Monologue dramatique de Laura Forti, mise en scène de Alain Batis, avec Raphaël Asmoni et Stanislas de Nussac au saxophone.
Il y a le titre, non traduit. "Nema problema"."Pas de problème" ? "Sans problème" ? ("Pas de souci" diraient les gens qui parlent en sms…) Ou encore : Non-problème. Et non-solution…
L’histoire, simple, racontée par ce jeune auteur italien, Laura Forti, est celle d’un homme d’une vingtaine d’années, parti chercher ses grands-parents en Yougoslavie, qui finira, enrôlé, par tuer tous ceux que la Guerre lui impose de sacrifier. Pour oublier, il s’identifie au musicien solitaire et abandonné, Charly Parker et se fond dans sa musique, qui devient son hurlement stylisé.
La guerre civile en Yougoslavie. Cette guerre d’Europe, ouverte quelques mois après la chute du Mur, à Berlin, et la reconstitution de la Grande Allemagne, qui va saigner au cœur du Continent, provoquer la disparition de cette nation slave créée pour vivre ensemble, au-delà des différences raciales et religieuses, hante les mémoires et les consciences, aussi atroce que la guerre d’Espagne, et peut-être, anticipation d’une autre.
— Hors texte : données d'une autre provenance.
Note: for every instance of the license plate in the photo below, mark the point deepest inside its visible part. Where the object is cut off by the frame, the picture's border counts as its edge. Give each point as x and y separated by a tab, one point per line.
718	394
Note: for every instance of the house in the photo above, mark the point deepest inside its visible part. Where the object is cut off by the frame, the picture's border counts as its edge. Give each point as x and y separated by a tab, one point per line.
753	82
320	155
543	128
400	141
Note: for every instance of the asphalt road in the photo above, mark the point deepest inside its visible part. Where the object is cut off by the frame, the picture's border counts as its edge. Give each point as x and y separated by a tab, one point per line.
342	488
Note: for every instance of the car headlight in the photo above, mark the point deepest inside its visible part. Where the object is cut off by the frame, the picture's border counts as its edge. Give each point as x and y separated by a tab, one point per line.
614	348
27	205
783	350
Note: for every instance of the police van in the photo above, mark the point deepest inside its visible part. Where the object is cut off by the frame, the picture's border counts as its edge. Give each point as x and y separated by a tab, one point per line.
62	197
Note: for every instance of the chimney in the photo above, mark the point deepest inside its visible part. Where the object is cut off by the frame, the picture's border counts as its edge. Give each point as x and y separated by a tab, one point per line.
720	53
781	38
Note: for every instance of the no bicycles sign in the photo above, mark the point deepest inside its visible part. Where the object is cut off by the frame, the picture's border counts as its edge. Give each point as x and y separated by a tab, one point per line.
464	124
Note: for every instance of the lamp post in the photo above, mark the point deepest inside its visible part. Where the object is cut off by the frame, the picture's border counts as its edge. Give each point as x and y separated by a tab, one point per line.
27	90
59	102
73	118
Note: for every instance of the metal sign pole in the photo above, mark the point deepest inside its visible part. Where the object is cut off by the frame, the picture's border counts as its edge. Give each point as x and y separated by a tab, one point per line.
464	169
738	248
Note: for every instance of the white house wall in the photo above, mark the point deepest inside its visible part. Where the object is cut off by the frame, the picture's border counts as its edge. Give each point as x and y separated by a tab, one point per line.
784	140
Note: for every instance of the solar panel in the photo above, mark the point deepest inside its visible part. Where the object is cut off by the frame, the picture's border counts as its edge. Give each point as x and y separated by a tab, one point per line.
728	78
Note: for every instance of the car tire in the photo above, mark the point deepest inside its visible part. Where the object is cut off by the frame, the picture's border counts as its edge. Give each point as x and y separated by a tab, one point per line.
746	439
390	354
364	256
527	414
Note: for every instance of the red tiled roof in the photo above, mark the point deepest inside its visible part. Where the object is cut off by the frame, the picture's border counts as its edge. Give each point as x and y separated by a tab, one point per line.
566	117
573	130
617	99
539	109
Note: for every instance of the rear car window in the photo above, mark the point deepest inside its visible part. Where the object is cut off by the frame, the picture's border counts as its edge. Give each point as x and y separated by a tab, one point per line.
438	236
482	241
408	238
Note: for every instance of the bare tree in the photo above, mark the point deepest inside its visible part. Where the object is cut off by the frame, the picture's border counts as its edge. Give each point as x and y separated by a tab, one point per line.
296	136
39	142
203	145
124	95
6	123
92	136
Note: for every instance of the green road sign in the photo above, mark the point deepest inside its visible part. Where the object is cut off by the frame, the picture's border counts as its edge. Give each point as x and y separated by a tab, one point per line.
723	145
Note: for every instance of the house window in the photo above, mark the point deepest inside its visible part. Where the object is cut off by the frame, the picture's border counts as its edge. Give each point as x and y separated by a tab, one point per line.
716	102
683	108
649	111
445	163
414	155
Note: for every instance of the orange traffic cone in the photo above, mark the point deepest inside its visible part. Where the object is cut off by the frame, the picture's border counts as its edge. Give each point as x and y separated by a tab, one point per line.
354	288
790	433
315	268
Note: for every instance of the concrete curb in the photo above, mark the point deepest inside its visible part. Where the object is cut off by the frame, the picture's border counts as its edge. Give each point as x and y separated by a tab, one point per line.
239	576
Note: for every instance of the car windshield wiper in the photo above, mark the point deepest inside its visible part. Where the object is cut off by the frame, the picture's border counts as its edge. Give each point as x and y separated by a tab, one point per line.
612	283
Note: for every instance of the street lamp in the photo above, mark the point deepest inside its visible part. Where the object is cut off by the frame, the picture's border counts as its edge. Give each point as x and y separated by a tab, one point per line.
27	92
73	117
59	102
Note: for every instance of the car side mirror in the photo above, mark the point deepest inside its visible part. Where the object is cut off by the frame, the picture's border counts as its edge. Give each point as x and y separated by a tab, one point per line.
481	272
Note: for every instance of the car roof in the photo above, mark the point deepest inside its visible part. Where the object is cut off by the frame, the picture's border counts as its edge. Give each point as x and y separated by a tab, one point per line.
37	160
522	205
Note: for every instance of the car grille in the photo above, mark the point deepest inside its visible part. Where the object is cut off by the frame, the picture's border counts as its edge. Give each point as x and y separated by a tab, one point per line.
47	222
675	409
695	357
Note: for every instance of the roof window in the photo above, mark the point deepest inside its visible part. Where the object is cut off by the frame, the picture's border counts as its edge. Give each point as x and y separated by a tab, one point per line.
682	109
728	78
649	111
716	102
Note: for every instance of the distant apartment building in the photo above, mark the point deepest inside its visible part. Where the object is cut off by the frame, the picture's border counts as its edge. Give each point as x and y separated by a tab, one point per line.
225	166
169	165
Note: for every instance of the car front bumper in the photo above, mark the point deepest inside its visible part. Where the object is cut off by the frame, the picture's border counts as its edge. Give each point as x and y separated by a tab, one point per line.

"L’horrible mot anglais sniper(qui a le son "peur" dans sa musique de balle) revient sans cesse. Des jeunes gens, égarés des jeux-vidéo, visent des personnes isolées, cibles mouvantes, et les tuent au hasard, à Zagreb, comme à Sarajévo. En français, ce sont des "francs-tireurs", ici, des fourbes-tireurs, laissons-leur l’horrible mot anglais dont vont raffoler les journalistes d’hôtel.
Les descriptions de Laura Forti, atroces, évoquent les amputations, les massacres aveugles, et dos à dos, dans leur infernale sauvagerie, Croates, Bosniaques ou Serbes, piétinent les crucifix, renversent les autels, mutilent l’enfance, poussés par un ennemi invisible et organisé qui les ravitaille en mitraillettes et mines tueuses.
Raphaël Almosni incarne ce spectre, retour d’enfer, passé de la jeunesse à la rumination, avec une grande justesse, une force, une présence qui n’est pas sans rappeler le dernier voyage d’un Céline. Le musicien, Stanislas de Nussac, traduit cette douleur en saxophone, gémit quand l’autre explique, souffle le vent et l’après.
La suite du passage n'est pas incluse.